Fr. Roger Vermalen Karban

The readings for Sunday, April 21, 2002, the Fourth Sunday of Easter, are Acts 2:14, 36-41, I Peter 2:20-25, John 10:1-10.

I don’t know any Scripture scholar who believes the historical Jesus said the words in today’s Gospel pericope exactly as John narrates them.
Gospel authors aren’t primitive camcorders or tape recorders. They are not reporters; they write editorials. They explore the meaning of Jesus’ life, death and resurrection for people who live two or three generations after those events. In many ways, they try to answer the question which Peter’s Pentecost audience asks in today’s first reading: “What are we to do, my brothers?”

The actual facts about Jesus’ life are simple: he lived among us 2,000 years ago, taught about God being present and active in our everyday lives, died by crucifixion, and, according to his followers, rose from the dead three days later. It doesn’t take more than a few seconds to memorize “the facts.” But it takes more than a lifetime to explore how his life affects our life, what we’re expected to do because of him and the cost to us of imitating him. Each author of the Christian Scriptures gives a different twist to these insights; opens a door to a roomful of implications no one had yet explored. Each presumes we’ve already read the news and are anxious to delve into meaning.

It’s only after 50 years of community reflection on such implications that Luke has Peter proclaim, “Repent and be baptized . . . in the name of Jesus Christ for the forgiveness of your sins; and you will receive the Holy Spirit.” Those who make Jesus’ death and resurrection the focus of their lives show they’ve done an about-face on their value system by being buried and rising with him in baptism. They believe their sins have been completely wiped away, and the Holy Spirit has filled the vacuum. But no one understood this on Easter Sunday night.
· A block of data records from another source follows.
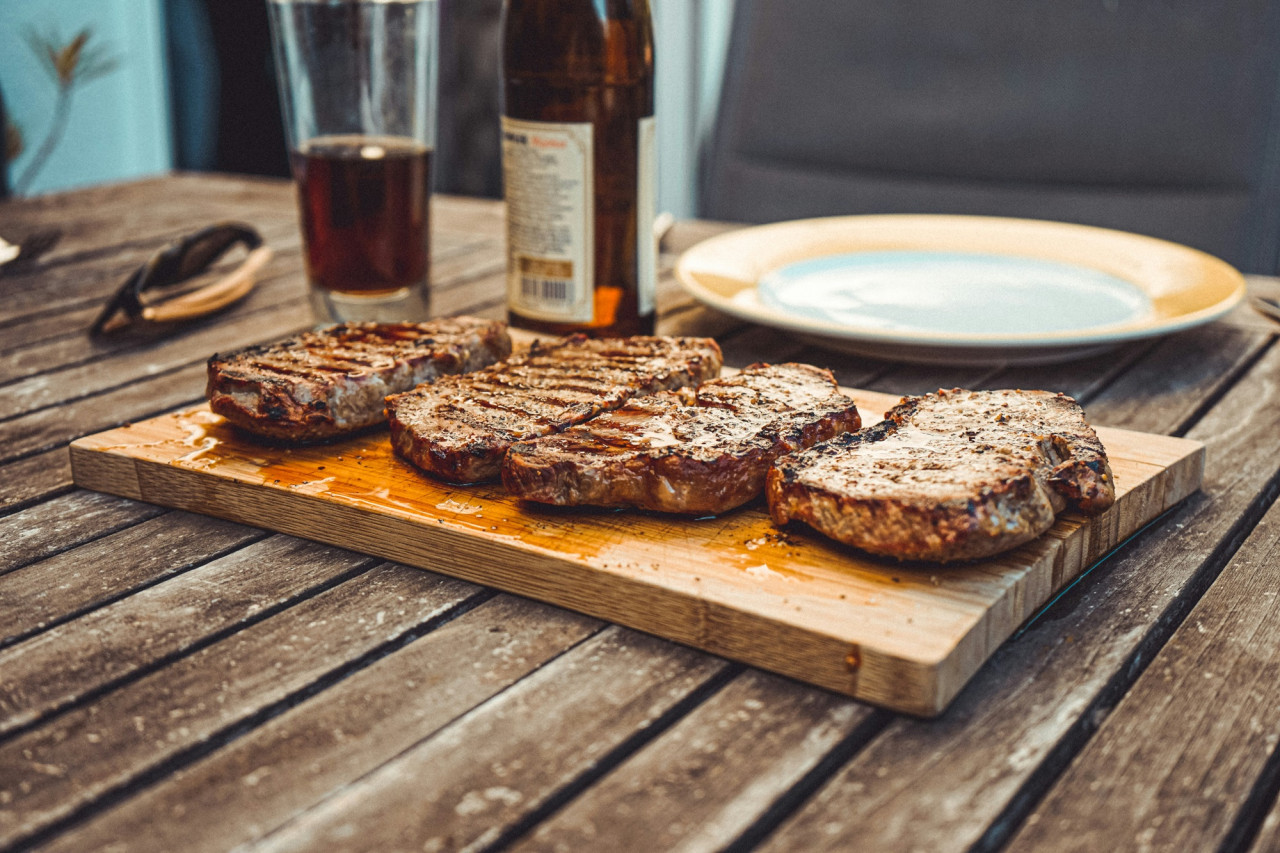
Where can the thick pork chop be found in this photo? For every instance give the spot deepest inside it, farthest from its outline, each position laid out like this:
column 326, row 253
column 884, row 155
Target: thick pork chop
column 670, row 454
column 950, row 475
column 461, row 427
column 323, row 384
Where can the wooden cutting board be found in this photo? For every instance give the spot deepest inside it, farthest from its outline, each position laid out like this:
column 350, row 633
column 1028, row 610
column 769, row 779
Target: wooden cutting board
column 785, row 600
Years after Acts was composed, the author of I Peter goes even further and pens the well-known statement in today’s second reading: “In his own body he (Jesus) brought your sins to the cross, so that all of us, dead to sin, could live in accord with God’s will. By his wounds you were healed. At one point you were straying like sheep, but now you have returned to the shepherd, the guardian of your souls.”

The image of a shepherd quickly becomes a favorite of these early editorial writers. And no one develops it better than John the evangelist.
We have just a part of his theology in our Gospel passage. “The one who enters through the gate,” Jesus says, “is shepherd of the sheep; the keeper opens the gate for him. The sheep hear his voice and he calls his own by name and leads them out. When he has brought out those that are his, he walks in front of them, and the sheep follow him because they recognize his voice. . . . I came that they might have life and have it to the full.”
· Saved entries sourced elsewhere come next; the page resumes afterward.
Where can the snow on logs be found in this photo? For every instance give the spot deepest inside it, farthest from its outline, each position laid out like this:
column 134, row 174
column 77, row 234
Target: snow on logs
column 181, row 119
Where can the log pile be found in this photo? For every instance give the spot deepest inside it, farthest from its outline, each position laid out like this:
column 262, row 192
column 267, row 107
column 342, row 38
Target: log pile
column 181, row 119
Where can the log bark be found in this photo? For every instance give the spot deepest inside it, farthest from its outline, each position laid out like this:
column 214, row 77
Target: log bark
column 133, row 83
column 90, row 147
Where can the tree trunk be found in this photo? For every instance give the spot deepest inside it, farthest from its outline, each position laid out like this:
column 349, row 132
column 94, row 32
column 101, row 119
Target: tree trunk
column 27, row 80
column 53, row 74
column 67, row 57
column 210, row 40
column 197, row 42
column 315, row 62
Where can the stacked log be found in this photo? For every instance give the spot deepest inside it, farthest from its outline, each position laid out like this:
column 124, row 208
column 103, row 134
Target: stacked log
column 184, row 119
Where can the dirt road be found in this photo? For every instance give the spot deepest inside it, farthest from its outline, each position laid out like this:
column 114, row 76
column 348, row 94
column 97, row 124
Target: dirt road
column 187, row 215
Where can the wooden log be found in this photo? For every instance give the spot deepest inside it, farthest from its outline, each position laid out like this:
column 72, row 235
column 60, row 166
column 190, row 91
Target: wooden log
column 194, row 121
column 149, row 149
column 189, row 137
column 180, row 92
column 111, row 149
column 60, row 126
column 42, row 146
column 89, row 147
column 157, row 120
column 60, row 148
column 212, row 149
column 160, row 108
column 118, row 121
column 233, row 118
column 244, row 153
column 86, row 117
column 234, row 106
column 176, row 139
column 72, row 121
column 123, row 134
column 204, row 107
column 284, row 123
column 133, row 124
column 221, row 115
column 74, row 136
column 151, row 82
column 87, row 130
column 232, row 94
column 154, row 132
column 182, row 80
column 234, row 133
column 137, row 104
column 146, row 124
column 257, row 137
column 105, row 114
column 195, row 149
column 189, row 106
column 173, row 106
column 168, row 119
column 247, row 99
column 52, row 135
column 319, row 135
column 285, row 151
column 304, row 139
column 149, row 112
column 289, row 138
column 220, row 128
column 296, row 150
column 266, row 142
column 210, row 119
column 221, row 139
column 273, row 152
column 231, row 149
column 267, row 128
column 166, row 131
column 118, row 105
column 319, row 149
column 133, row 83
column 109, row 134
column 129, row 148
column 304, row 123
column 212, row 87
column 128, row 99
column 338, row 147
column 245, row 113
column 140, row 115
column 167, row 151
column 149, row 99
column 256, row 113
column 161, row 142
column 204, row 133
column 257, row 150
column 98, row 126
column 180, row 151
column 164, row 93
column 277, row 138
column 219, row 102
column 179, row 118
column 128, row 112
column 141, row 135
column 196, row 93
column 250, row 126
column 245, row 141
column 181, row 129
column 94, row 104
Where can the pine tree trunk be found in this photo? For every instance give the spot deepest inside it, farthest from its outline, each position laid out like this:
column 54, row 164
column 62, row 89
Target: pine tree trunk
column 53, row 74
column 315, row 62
Those who think the historical Jesus applied these shepherd images to himself exactly as John quotes him, don’t understand how faith works. In a recent National Public Radio interview, playwright Edward Albee mentioned that several publications contacted him and other writers immediately after Sept. 11, asking them to write articles on the meaning of those horrible events. Albee not only refused the request, he mentioned that it will take years before anyone really starts to understand how those terrorist acts have changed us.

Important people and things don’t come with meaning attached. Meaning only begins to appear much later. In the case of Jesus, only after we’ve tried to imitate his giving of himself for others will we begin to surface the implications of his (and our) actions. And as our Sacred Authors discovered, that meaning is never quite the same for everyone. If it were, we’d have just one Gospel.